The boy didn’t put out a hand to the biscuits. He just let them spin through the air and fall to the floor with a crunch. He didn’t even give Malofeyev the courtesy of looking at him. Instead he focused on Lydia.

‘Do you want me to stay?’ he muttered.

She loved him for it and at that moment he seemed to become part of her family. Like Chang had said, you don’t need the bond of blood.

‘No,’ she answered and gave him a grateful smile. ‘You can go. I believe you have an errand to run.’

Edik put down the dog, shrugged into the coat that was far too big for his slight frame and, without a glance at the visitor, slouched out of the door. The dog snatched up the biscuits between its tiny teeth and trotted after him.

She made him tea.
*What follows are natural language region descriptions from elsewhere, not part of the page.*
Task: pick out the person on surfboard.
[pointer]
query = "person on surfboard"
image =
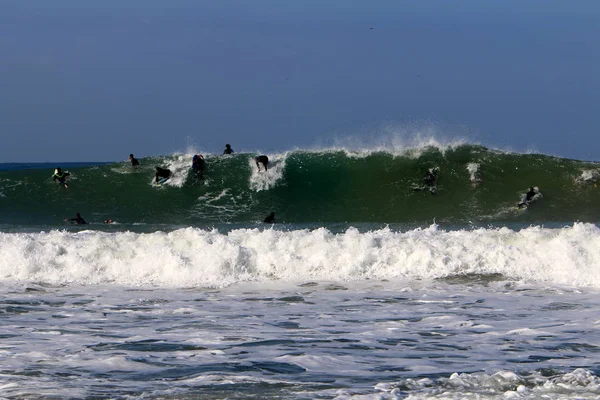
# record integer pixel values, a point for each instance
(134, 161)
(162, 173)
(77, 220)
(228, 149)
(264, 160)
(528, 197)
(198, 165)
(61, 177)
It was the least she could do. On her bed was spread an array of food the likes of which she hadn’t set eyes on since she’d entered Russia. Not even in the shops did they have such riches. Tins of glossy caviar from the Caspian Sea. Almond biscuits and ginger cake. Bars of Swiss chocolate and silvered boxes of glacé fruits from Paris. A leg of smoked ham that made the room smell wonderful, and numerous kinds of fat spicy sausage. She had laid it all out on the bed with care, the way a woman would lay out her gowns and stand back to admire them. When she lifted out from the bottom of the bag a bottle of vodka and a metal case of five fat cigars, she had looked at Malofeyev and raised one eyebrow.

‘You think I’m a secret smoker?’ She laughed, then hesitated and added a little stiffly, ‘Or are these meant for your own use?’

‘No.’ He was sitting on the window sill, legs crossed, swinging one foot and watching her. ‘They’re for you to use. As trade for whatever else you need. Kerosene perhaps.’

‘Ah.’ Lydia placed the cigars between a jar of Greek olives and a packet of roast coffee, patted them affectionately like long-lost children and imagined what a guard might be persuaded to do in exchange for such a gift. ‘Spasibo.’ She smiled, not sure whether it was at him or at the food, and tried not to feel bought. Her feet wouldn’t move from the bed and she was frightened that if she looked away it might all disappear in a puff of smoke.

‘You’re welcome, Lydia.’

She waited for more words but none came.

‘Comrade Malofeyev, what do I owe you for this?’

‘Nothing. Don’t worry,’ he smiled at her, ‘there’s no price tag.’